Tinieblas

El ocaso comenzaba en el cielo, era el momento en que las sombras extendían sus retorcidas extremidades y abrían su terribles fauces. Era el momento en que la oscuridad derrotaba a la luz y lo abrazaba y devoraba todo. Era el momento en que el terror comenzaba.

Para él era así. 

Pero a lo que él le temía no tenía nada que ver con la creciente noche, con criaturas que reptaban bajo las camas ni con entes que asomaban por los armarios. No tenía nada que ver con monstruosidades acechando en los rincones ni con fantasmas acariciando furtivamente. 

El terror que sentía provenía de sí mismo, de su interior. Lo que lo hacía temblar era su propia negrura, sus pensamientos más profundos que desafiaban a cualquier devorador de almas, a cualquier bebedor de sangre. 

Los malignos seres provenientes de las pesadillas y que eran enviados por el rey de las llamas eternas existían, de eso estaba seguro, pero también estaba seguro de que no había nada más siniestro que lo que habitaba dentro de su cabeza. Un laberíntico mundo de ideas distorsionadas y de miedos exacerbados que lo torturaban de manera arrolladora.

La claridad del día y la actividad constante lograban, de manera increíble, que las atenazadoras garras de sus ansiedades se desvanecieran casi por completo, pero la inevitable conclusión de cada jornada siempre lo llevaba a la más aterradora de todas las confrontaciones, a una confrontación con él mismo.

Sus pensamientos lo asustaban.

Apenas se mostraban los primeros signos de la noche y ante él se abría un sendero que lo conducía hacia sus adentros, entre túneles que se hacían más estrechos y asfixiantes a medida que penetraba en ellos y al final siempre terminaba rodeado de los muros que su mente construía y que lo aislaban de todos lo que estaban a su lado. 

No existían palabras, miradas o caricias que lo reconfortaran porque las sombras con las que se arropaba eran más fuertes que cualquier presencia sanadora. El punto culminante de su diaria miseria llegaba al intentar cerrar los ojos y dejarse llevar por el olvido.
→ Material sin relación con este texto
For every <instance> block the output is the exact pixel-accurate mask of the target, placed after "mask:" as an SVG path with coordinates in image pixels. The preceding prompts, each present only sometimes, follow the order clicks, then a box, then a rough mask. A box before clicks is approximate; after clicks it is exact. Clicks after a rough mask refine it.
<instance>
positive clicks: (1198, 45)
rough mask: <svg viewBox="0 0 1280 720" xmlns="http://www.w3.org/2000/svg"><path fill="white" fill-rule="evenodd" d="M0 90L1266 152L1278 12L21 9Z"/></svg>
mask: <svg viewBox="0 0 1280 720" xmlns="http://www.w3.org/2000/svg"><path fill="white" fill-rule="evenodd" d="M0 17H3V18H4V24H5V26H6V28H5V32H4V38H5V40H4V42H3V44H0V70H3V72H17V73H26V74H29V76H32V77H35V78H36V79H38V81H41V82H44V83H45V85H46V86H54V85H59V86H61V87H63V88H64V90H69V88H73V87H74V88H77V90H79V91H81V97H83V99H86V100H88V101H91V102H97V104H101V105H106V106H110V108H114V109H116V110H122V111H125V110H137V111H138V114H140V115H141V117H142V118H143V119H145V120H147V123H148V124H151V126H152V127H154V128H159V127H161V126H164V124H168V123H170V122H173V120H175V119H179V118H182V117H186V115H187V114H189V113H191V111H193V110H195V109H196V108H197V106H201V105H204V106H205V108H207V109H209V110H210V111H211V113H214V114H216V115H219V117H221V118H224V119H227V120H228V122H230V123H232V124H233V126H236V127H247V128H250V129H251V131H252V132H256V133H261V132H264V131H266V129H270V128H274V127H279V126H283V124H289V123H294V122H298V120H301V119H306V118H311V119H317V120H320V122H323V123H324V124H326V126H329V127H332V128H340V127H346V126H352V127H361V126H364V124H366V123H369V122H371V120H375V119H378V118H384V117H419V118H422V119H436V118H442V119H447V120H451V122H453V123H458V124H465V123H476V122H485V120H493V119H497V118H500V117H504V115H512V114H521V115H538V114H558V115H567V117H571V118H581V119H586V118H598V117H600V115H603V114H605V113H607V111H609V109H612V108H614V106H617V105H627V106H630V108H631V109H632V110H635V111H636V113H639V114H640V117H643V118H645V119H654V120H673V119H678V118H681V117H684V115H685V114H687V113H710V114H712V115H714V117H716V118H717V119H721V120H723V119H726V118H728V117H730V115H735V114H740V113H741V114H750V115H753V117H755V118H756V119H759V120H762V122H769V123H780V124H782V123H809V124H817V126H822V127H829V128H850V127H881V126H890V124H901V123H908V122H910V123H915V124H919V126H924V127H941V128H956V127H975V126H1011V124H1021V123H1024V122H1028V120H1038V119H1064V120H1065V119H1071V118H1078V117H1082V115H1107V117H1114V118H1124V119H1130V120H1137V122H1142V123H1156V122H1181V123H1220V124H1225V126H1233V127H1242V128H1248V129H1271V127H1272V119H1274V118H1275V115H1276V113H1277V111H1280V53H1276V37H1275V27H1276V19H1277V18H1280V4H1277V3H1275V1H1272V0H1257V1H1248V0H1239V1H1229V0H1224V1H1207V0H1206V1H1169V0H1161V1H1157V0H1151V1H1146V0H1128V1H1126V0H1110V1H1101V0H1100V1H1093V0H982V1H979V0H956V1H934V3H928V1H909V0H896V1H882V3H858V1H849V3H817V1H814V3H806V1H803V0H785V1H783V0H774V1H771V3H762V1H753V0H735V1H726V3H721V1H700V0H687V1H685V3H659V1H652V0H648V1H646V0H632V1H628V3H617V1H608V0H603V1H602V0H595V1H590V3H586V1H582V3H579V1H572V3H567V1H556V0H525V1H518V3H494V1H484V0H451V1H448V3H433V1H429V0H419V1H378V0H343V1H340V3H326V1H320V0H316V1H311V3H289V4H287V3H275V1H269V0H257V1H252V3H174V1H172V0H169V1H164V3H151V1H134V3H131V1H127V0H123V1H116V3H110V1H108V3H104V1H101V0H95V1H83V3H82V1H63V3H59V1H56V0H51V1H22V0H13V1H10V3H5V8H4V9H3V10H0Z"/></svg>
Sí, intentar, porque casi siempre lo único que conseguía era retorcerse en su lecho, con el corazón comprimido, deseando que, aunque fuera sólo por unos momentos, su subconsciente lo dejara tranquilo.

Por más que algunas veces alcanzara un poco de paz, aunque fuera por sólo unos instantes, las puertas de sus angustiosos pensamientos siempre estaban abiertas esperando su regreso. Nunca podría librarse de sí mismo. Nunca podría escapar de su reino de tinieblas.